Kontroversi mengenai pengaruh game online bagi generasi muda memang masih berlangsung. Di tengah gonjang-ganjing pengaruh buruk yang ditimbulkan game, banyak pula dilakukan penelitian tentang apa saja yang dapat dipelajari gamer dari bermain.
Mengenai game balap misalnya, game ini mengundang pro dan kontra seputar perilaku mengemudi anak muda.
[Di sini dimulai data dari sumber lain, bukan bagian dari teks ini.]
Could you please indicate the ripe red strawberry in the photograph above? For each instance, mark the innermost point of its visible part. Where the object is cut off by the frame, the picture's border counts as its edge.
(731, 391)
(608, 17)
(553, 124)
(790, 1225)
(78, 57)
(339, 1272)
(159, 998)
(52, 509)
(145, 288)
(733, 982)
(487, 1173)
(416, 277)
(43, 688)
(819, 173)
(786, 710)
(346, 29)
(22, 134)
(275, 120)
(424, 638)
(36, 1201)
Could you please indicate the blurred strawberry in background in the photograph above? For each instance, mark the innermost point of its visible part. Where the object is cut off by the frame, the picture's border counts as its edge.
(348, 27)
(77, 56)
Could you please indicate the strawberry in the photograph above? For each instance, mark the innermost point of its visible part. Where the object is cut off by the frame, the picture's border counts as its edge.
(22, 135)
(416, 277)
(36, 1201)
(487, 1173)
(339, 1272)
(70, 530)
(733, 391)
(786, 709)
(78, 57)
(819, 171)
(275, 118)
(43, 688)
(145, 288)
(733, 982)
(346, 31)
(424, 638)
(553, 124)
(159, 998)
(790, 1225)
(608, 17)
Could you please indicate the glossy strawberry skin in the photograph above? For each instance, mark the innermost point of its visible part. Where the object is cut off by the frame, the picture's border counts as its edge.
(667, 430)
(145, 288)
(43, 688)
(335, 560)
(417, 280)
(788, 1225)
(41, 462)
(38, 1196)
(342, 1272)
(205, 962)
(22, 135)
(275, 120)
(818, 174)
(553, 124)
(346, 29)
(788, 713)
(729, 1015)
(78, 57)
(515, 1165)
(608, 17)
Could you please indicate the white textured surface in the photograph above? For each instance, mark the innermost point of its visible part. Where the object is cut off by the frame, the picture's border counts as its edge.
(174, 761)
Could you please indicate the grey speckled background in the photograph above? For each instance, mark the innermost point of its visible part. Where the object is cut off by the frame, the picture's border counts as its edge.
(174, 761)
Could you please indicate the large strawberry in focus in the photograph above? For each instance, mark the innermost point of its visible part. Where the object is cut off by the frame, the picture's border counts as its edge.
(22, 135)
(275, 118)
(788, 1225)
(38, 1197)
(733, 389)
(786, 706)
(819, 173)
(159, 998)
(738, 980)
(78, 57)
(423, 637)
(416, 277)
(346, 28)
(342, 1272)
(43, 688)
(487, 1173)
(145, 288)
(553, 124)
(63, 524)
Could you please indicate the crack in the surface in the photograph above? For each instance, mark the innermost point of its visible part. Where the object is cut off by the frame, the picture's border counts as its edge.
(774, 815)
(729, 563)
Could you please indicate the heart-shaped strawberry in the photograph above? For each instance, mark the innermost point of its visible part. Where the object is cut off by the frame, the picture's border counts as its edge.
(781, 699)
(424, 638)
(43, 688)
Game balapan disebut-sebut dapat memengaruhi perilaku seseorang saat sedang mengemudi. Penelitian ini mengungkapkan bahwa anak-anak muda yang bermain game balapan terlalu sering ternyata lebih lihai dalam mengatur kecepatan dan lebih ugal-ugalan saat mengendarai mobil daripada mereka yang tidak aktif bermain game tersebut.
Dari total responden 1.000 orang, lebih dari sepertiganya mengaku menekan pedal gas lebih keras setelah memainkan game balap. Sebanyak 27% pengemudi berusia 16-24 tahun diklaim memiliki resiko lebih besar dalam mengemudi di jalanan, setelah sebelumnya memainkan game balap. Lebih dari setahun yang lalu, game salinan dari Need for Speed besutan Electronic Arts (EA) ditemukan di mobil seorang pengemudi yang membunuh seorang pengemudi taksi ketika ia sedang asyik balapan dengan temannya.